Atesora valentía y sagacidad para explicar la necesidad de volver a la tradición, lo hace a través de diferentes dialécticas y retóricas en medios y tertulias de muy diversa índole. En sus artículos se dignifica a los sojuzgados, se despierta a los adormecidos, se zarandea la silla de los aburguesados, se desgarra la vestidura de los impostores, se denuncia a los fariseos, se lanzan cubos de agua fría a los tibios, se abofetea a los estultos y se empequeñece a los prohombres y ególatras. No deja títere con cabeza y su tiempo no le perdona. Habrá quien le macule de ser un estricto superviviente, oportunista y cuidador celoso de sus emolumentos (haciendo así artimaña del dicterio economicista), pero su comportamiento es más propio del que es congruente con la bella munificencia de unos ideales y se sabe participe de una misión trascendente.

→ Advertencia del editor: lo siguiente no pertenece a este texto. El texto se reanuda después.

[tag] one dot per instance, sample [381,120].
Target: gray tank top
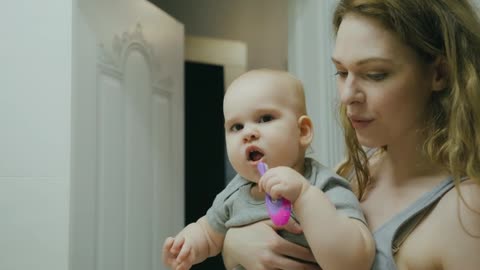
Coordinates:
[390,236]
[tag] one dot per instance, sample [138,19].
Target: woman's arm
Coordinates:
[258,246]
[337,241]
[461,222]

En pleno Siglo de Oro, el gran sabio jesuita Baltasar Gracián, al tratar sobre la grandeza exigida a los Reyes, decía algo esclarecedor: el entendimiento es la mayor prenda del héroe, fuente de toda grandeza, de tal modo que no podía haber “varón grande sin excesos de entendimiento“ ni tampoco “varón excesivamente entendido sin grandeza“, de modo que “el fondo de juicio y la elevación del ingenio forman un prodigio si se juntan”. Ambas presentes en la escritura de Prada: el fondo de análisis y el ingenio.

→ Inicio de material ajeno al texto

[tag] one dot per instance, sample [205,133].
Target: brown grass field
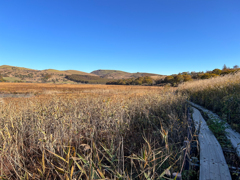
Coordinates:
[90,131]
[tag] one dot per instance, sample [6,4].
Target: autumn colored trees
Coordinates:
[175,80]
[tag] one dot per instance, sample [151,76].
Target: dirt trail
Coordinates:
[212,161]
[232,135]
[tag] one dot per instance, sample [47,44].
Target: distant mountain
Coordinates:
[116,74]
[22,74]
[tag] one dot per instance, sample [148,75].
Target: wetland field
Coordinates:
[50,131]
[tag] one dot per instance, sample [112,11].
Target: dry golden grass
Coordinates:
[90,131]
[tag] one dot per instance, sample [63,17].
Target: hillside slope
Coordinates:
[21,74]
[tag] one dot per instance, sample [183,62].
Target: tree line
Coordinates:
[176,79]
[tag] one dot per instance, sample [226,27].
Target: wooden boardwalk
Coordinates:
[232,135]
[213,165]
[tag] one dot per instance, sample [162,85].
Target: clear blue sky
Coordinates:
[157,36]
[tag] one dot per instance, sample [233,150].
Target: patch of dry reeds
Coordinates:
[101,133]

Lo que por definición es un honor, no deja de ser una obligación, son dos palabras unidas hasta la muerte y más allá, solo separadas por la traición. Prada no solo no ha cedido a adversidades y hostilidades, sino que su prosa flageladora, ducha en ingenio y rica en entendimiento, ha adquirido tal notoriedad que se ha hecho ya indefenestrable condena para los hombres postrados ante su tiempo. Sus escritos se distancian sideralmente de todos esos críticos con falta de crítica, renuentes de moda dados a la pataleta nihilista, al inconformismo de vodevil a la espera de un buen mecenas. Prada ayuda a entender que ser crítico parte, antes que nada, de aglutinar las proféticas cualidades de la sensatez, la honestidad y la justicia. Ángulo muy alejado de los afanes de notoriedad revolucionaria.
El receptáculo de sus críticas al hombre moderno contiene la triple obligación cristiana, moral y patriótica de hacer público su pensar y su pesar en los medios más variopintos y donde quiera que se le reclame. Más que una forma de ganarse la vida es un deber y él lo sabe. El hecho de estar en la primera línea de la literatura y de los medios de comunicación hace de la reivindicación del Evangelio, de la patria histórica y de la moral objetiva un deber ineluctable. En su trinchera da voz y arropa a muchos españoles y católicos, exiliados a los arrabales de la política, arrojados al basurero de la historia, arrinconados como leprosos, estigmatizados como portadores de ideas muertas, y apisonados por una nada rebañesca superior en número y fanatismo.
Prada asume la responsabilidad profética de hacer que hasta en los peores lodazales mediáticos se sepa que la conciencia histórica y metapolítica de los españoles de bien revive, y será la que un buen día haga resurgir de sus cenizas a ésta nuestra nación. La eficacia de su obra no se detiene ahí: los desnudos que pintan sus letras sobre una época tan desorejada despiertan no solo conciencias individuales aisladas, también la necesidad de una conciencia colectiva inspirada por el sentido común, los lazos con fuste y la buena voluntad.
Prada conoció muy joven las mieles del escritor triunfante y con el paso del tiempo advirtió que hay que pagar un precio alto por defender la verdad y “los derechos de Dios“ (así lo ha expresado él mismo). Entre ser escritor profético o literato que vende su alma al diablo, escogió lo primero. Impagable elección para un hombre necesario.